Display Abstract

Title On convergent numerical schemes for two-phase flow of incompressible fluids with different mass densities

Name G\"unther Gr\"un
Country Germany
Email gruen@am.uni-erlangen.de
Co-Author(s)
Submit Time 2014-02-27 05:53:37
Session
Special Session 2: Nonlinear evolution PDEs and interfaces in applied sciences
Contents
In this talk, we will be concerned with convergence results of numerical schemes for diffuse interface models for two-phase flow of immiscible, incompressible viscous fluids with different mass densities. In contrast to the case of identical mass densities, for general mass densities only recently diffuse interface models have been suggested which are consistent with thermodynamics and which allow for a solenoidal velocity field (see Abels, Garcke, Gr\"un M3AS 2012). These models consist of a new momentum equation for the velocity field coupled to a Cahn-Hilliard equation for the evolution of the order parameter. A subtle discretization of the convective coupling between the flux of the phase-field and the momen- tum equation allows to formulate a numerical scheme which satisfies a discrete counterpart of the energy estimate.
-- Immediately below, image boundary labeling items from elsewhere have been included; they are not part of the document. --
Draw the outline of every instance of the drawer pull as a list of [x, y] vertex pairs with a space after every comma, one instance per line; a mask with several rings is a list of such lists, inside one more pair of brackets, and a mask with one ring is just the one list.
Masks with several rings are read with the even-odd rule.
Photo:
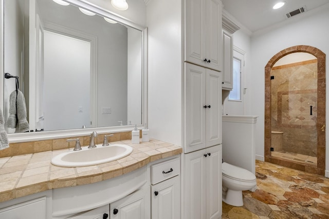
[[174, 170], [173, 170], [173, 168], [170, 168], [170, 170], [169, 170], [168, 172], [164, 172], [164, 171], [163, 170], [162, 171], [162, 173], [169, 173], [170, 172], [172, 172], [173, 171], [174, 171]]

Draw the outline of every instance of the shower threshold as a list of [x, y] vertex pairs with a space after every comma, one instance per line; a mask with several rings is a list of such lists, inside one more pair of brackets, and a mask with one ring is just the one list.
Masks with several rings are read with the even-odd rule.
[[271, 156], [277, 158], [288, 160], [294, 163], [304, 164], [314, 167], [317, 166], [317, 157], [300, 154], [295, 153], [288, 152], [284, 151], [272, 151]]

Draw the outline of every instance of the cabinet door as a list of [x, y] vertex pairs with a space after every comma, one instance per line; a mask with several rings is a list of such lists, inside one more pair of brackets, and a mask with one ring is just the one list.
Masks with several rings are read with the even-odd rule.
[[222, 1], [207, 2], [207, 39], [206, 66], [222, 71]]
[[222, 145], [206, 150], [207, 219], [219, 218], [222, 216]]
[[107, 205], [67, 219], [107, 219], [109, 215], [109, 205]]
[[207, 63], [205, 17], [205, 1], [185, 1], [185, 61], [200, 65]]
[[223, 31], [223, 89], [233, 89], [233, 39], [232, 34]]
[[150, 187], [141, 189], [109, 205], [111, 219], [150, 219]]
[[152, 186], [152, 219], [180, 218], [180, 190], [179, 176]]
[[206, 150], [184, 154], [184, 200], [185, 219], [205, 219]]
[[46, 217], [46, 197], [0, 209], [0, 218], [35, 219]]
[[222, 143], [222, 73], [206, 71], [206, 147]]
[[185, 63], [185, 152], [206, 147], [206, 69]]

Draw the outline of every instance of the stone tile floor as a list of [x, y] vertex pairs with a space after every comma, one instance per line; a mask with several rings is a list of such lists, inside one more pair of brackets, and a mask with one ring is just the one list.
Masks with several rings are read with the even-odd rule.
[[329, 178], [259, 161], [256, 176], [243, 206], [223, 202], [222, 218], [329, 218]]
[[286, 151], [272, 151], [271, 155], [273, 157], [279, 157], [281, 159], [287, 160], [293, 162], [304, 164], [306, 165], [316, 167], [317, 165], [317, 157], [307, 155], [300, 154]]

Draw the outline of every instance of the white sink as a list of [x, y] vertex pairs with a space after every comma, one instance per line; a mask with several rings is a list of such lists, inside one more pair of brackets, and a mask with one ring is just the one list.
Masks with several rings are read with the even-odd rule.
[[60, 167], [74, 167], [97, 165], [124, 157], [133, 152], [126, 145], [113, 144], [109, 146], [97, 145], [96, 148], [83, 148], [78, 151], [68, 151], [54, 156], [51, 164]]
By higher regularity results for discrete solutions of convective Cahn-Hilliard equations, we prove its convergence in two and in three space dimensions. Finally, we shall present numerical simulations to underline the full practicality of our approach and to identify physical settings for which the new coupling term suggested in (Abels, Garcke, Gr\"un, M3AS 2012) seems to be indispensable for numerical stability.